The University of New South Wales Judith Neilson Chair of Contemporary Art is delighted to sponsor and contribute to this exhibition of the work of the artist Yique. Yique’s work intervenes critically with established discourses and practices across multiple socio-political, cultural and institutional boundaries; not least, those that supposedly divide present-day authoritarian states, such as the People’s Republic of China, sharply from liberal democracies. As such, it demonstrates that culture and society on all sides of those boundaries is subject to pervasive forms of control requiring constant critical checking. In the context of an increasingly perspectivist contemporaneity where oppositional resistances to authority have become almost instantaneously recuperable, Yique proposes obliquely elusive and sustainably seditious artistic practices whose transcultural playing on the non-/rational interventional possibilities of deconstructivist witnessing and Daoist-inflected Confucianist aesthetics raises important questions about the critical direction of contemporary ‘post-West’ art.

-Paul Gladston, UNSW Judith Neilson Chair Professor of Contemporary Art 

Yique (HangZheng Wang) is an artist and curator known for his provocative approach, often describing himself as a troublemaker who imbues his work with chaotic absurdity to engage society on accessible terms. Born in 1995 in Taizhou China , he has made significant contributions in both China and the UK, exploring diverse perspectives on human experiences and societal constructs. His art seeks to expand perceptions of social ideologies and states of being, aiming to awaken consciousness. A recurring motto in his work is "to do something wrong to make it really strong." During his tenure as creative director and curator at a renowned art museum in China and his studies at the Royal College of Art, Yique's art became increasingly interventionist. He conducted public actions challenging established norms across social, political, cultural, and institutional boundaries, particularly those separating authoritarian states like China from liberal democracies. Key works include Field Work Temporary Works Ltd. (2021), followed by Take Break, Get Pay and Perhaps Love (2023). His recent works, East London Socialist Core Values (2023) and Apple (2024), have stirred controversy, with the former drawing international media attention and sparking intense debates on social media and at the Brick Lane graffiti wall site. Yique faced severe backlash for inscribing the Chinese Communist Party's 12 socialist core values.

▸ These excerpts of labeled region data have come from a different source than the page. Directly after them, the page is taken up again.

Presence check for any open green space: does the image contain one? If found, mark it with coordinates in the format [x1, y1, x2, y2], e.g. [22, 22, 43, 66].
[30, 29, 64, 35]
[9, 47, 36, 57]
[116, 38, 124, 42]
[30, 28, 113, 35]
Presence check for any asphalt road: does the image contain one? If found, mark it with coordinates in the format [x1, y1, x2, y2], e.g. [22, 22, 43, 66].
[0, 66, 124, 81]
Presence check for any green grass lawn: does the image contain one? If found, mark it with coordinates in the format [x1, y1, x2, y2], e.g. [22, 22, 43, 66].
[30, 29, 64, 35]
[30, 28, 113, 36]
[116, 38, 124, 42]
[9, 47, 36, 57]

The exhibition "Yique’s Way - Mutuality in Extremes" at Ugly Duck chronicles Yique's artistic evolution leading to the polarizing East London Socialist Core Values. It explores his dialectical and Daoist-inflected approach, delving into human experiences within social constructs and in relation to existential themes. Yique challenges societal norms, encouraging viewers to engage with the complexities of mutuality and extremes in contemporary discourse.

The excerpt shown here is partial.